Reforma Laborar y Rerum Novarum


Cuando en 1891 el Papa León XIII publicó la encíclica Rerum Novarum, no lo hizo para proponer un sistema técnico, sino para recordar una verdad eterna: el trabajo es para el hombre, y no el hombre para el trabajo. El Papa denunciaba con vehemencia que «la usura voraz» y la «concentración de la riqueza» reducían al obrero a la condición de esclavo. Para el pensamiento católico, el trabajo posee una sacramentalidad social; es el lugar donde el ser humano despliega sus talentos para el Bien Común, cobijado por la solidaridad de sus pares y la justicia del salario.

Sin embargo, el siglo XX inició un proceso de deshumanización. Primero, la máquina convirtió al hombre en un engranaje; luego, la burocracia lo transformó en un legajo. Pero el golpe más insidioso ocurrió al final del milenio: la estabilidad se disolvió en la «flexibilidad». En nuestra amada y herida Argentina, este fenómeno ha cobrado un tinte trágico. La crisis institucional y la pobreza estructural han fragmentado el alma del trabajador. Ya no hay un «nosotros» que defender en la fábrica o la oficina; solo hay una carrera individual contra la incertidumbre.

Hoy, bajo el influjo de una modernidad líquida y digital, hemos pasado de la explotación del cuerpo a la seducción del rendimiento. El trabajador argentino, asfixiado por la inflación y la falta de horizontes, ya no busca la justicia social en la polis, sino el éxito en el algoritmo. Se percibe a sí mismo como «inversor» de sus escasos ahorros cripto o como «emprendedor» en sus horas de insomnio, rechazando la identidad de «obrero» por sentirla una condena al sótano de la pirámide social.

Esta identidad performativa explica la paradoja política actual: muchos trabajadores abrazan reformas que desmantelan sus propias protecciones históricas. No es necesariamente un error de cálculo, sino un síntoma de desesperanza social. Ante un Estado que perciben como una maquinaria ineficiente y sindicatos que a veces parecen alejados del clamor de la periferia, el individuo elige la «libertad» del desamparo. Prefieren la ilusión de la meritocracia (esa idea de que el talento propio los salvará del naufragio) antes que un sistema de derechos que ya no sienten que les pertenezca. Incluso nuestra cultura popular ha cambiado el himno al esfuerzo colectivo por la oda al lujo individual, donde el éxito se mide en la distancia que uno logra poner entre sí mismo y la pobreza.

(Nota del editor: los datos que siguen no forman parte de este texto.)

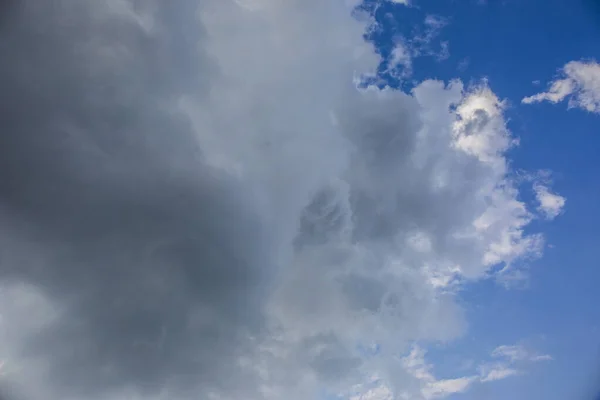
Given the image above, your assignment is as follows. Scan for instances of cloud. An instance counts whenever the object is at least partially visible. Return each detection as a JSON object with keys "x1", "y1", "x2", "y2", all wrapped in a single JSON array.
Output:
[
  {"x1": 533, "y1": 184, "x2": 567, "y2": 219},
  {"x1": 0, "y1": 0, "x2": 560, "y2": 400},
  {"x1": 481, "y1": 366, "x2": 519, "y2": 382},
  {"x1": 492, "y1": 345, "x2": 552, "y2": 363},
  {"x1": 522, "y1": 60, "x2": 600, "y2": 113}
]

Cuenta una historia que dos hombres picaban piedra en una cantera bajo el sol ardiente de la Pampa. Un caminante preguntó al primero qué hacía: «Me alquilo por horas para no morir de hambre; mañana quizás pique en otra parte», respondió con los ojos vacíos. El caminante preguntó al segundo, quien trabajaba junto a sus hermanos en una cooperativa protegida por la ley: «Estamos construyendo una catedral para el pueblo», contestó con orgullo.

Una ley que facilita el despido puede vaciar las manos del hombre, pero una ley que olvida la dignidad del trabajador termina por vaciarle el alma. No hay libertad verdadera allí donde el hombre es visto como un gasto a reducir, y no como la imagen viva de Dios en el centro de la creación.